Ema havia pensado muito sobre o assunto; se fosse para intervir, era melhor ser direta, em vez de deixá-lo acreditar que ela estava com pena dele.
Alípio caminhou lentamente até a mesa, e sua voz suavizou quando disse:
— Não se preocupe com isso. Ele não vai ter coragem.
Ema rebateu:
— Você tem tanta certeza de que ele não vai ter coragem, mas e a esposa dele?
Alípio respondeu com indiferença:
— Se ela pensar no próprio filho, também não vai fazer nada.
Ema não queria mais discutir com ele. O que ele dizia fazia sentido, mas a realidade era que Cláudia havia ajudado Ema, e ela não podia simplesmente ignorar isso.

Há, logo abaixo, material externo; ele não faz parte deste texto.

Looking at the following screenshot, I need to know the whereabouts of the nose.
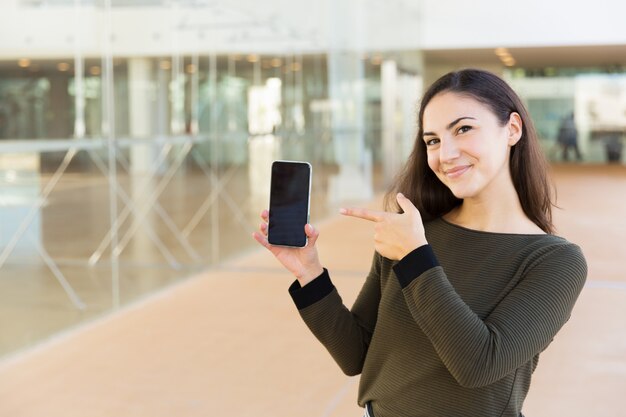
[439,138,460,163]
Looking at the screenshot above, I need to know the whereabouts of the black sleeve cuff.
[289,268,335,310]
[393,245,439,288]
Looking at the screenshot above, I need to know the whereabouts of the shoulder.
[527,235,588,290]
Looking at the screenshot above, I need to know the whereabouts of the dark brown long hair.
[384,69,554,233]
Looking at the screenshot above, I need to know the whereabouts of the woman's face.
[422,92,522,199]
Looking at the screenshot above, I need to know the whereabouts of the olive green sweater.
[290,219,587,417]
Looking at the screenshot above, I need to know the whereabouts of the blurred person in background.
[557,113,583,162]
[254,70,587,417]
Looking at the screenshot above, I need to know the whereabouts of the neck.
[444,173,543,234]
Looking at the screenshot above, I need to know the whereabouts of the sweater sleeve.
[394,243,587,388]
[289,254,380,376]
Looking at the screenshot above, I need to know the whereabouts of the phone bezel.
[267,159,313,248]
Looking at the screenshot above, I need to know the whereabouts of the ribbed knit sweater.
[289,219,587,417]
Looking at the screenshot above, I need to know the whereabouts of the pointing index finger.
[339,207,386,222]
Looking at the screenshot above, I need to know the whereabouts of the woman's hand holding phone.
[252,210,324,286]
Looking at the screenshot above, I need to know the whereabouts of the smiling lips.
[443,165,472,179]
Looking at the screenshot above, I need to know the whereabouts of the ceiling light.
[495,48,510,57]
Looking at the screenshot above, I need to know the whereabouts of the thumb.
[396,193,419,214]
[304,224,320,246]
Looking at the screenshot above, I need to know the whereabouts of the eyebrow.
[423,116,476,136]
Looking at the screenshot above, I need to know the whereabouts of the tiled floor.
[0,165,626,417]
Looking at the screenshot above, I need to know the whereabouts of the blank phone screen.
[268,161,311,248]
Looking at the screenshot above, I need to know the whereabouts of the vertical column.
[128,58,156,174]
[328,0,373,203]
[380,60,398,186]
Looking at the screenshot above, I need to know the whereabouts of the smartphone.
[267,161,312,244]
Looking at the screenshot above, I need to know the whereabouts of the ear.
[507,112,523,146]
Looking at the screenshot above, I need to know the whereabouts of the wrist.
[296,265,324,287]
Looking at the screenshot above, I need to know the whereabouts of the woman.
[254,70,587,417]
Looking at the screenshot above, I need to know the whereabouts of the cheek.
[426,151,439,173]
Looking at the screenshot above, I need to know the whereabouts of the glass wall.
[505,66,626,164]
[0,1,424,355]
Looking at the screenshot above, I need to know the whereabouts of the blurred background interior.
[0,0,626,356]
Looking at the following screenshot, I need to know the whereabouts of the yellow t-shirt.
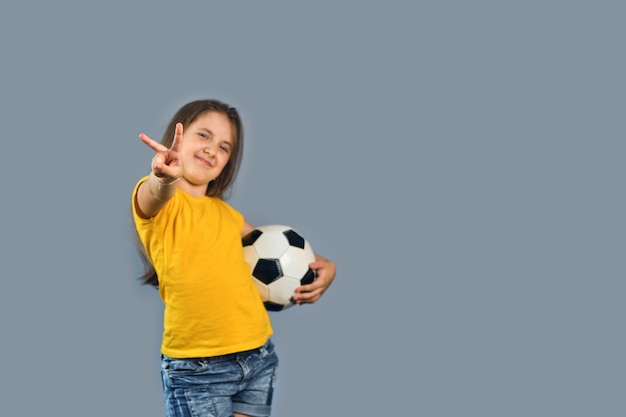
[132,177,272,358]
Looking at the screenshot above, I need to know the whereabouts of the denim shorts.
[161,340,278,417]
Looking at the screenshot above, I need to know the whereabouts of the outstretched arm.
[136,123,183,218]
[293,253,337,304]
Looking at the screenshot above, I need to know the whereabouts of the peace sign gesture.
[136,123,183,218]
[139,123,183,182]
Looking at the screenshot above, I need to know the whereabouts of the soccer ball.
[242,225,316,311]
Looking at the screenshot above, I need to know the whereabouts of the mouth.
[196,156,215,168]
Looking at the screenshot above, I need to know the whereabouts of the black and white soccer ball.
[242,225,316,311]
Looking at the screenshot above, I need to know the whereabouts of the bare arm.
[241,220,254,237]
[135,123,183,218]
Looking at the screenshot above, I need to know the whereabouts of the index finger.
[170,123,183,152]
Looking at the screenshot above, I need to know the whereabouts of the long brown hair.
[135,100,243,288]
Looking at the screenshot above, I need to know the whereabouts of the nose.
[204,143,215,156]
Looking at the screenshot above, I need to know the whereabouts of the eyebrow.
[198,127,233,147]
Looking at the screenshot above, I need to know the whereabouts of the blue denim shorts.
[161,340,278,417]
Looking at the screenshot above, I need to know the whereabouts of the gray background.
[0,0,626,417]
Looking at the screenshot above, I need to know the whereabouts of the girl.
[132,100,336,417]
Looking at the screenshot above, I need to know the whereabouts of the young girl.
[132,100,336,417]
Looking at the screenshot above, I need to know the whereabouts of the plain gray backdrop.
[0,0,626,417]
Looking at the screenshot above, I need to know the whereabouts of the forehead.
[189,111,235,142]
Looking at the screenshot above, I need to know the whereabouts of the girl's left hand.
[293,254,337,304]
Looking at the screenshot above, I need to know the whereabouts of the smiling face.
[179,111,234,197]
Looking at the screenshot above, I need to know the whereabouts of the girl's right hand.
[139,123,183,180]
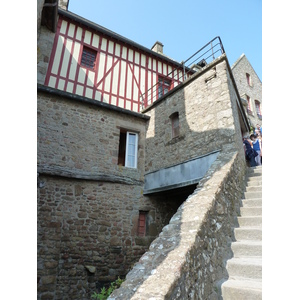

Um momento depois, Ema mudou de assunto e perguntou:
— Helena entrou em contato com você?
Alípio balançou a cabeça e puxou uma cadeira para se sentar:
— Por que essa pergunta, de repente? Quer saber do colar?
Ema ficou um pouco surpresa. Desde quando ele sabia conversar assim?
Ele evitou completamente aquele tipo de resposta que ela odiava, como insinuar que ela ainda estava com ciúme ou algo do tipo.
Ema respondeu secamente:
— Sim. Quero saber qual é a diferença entre o dela e o meu.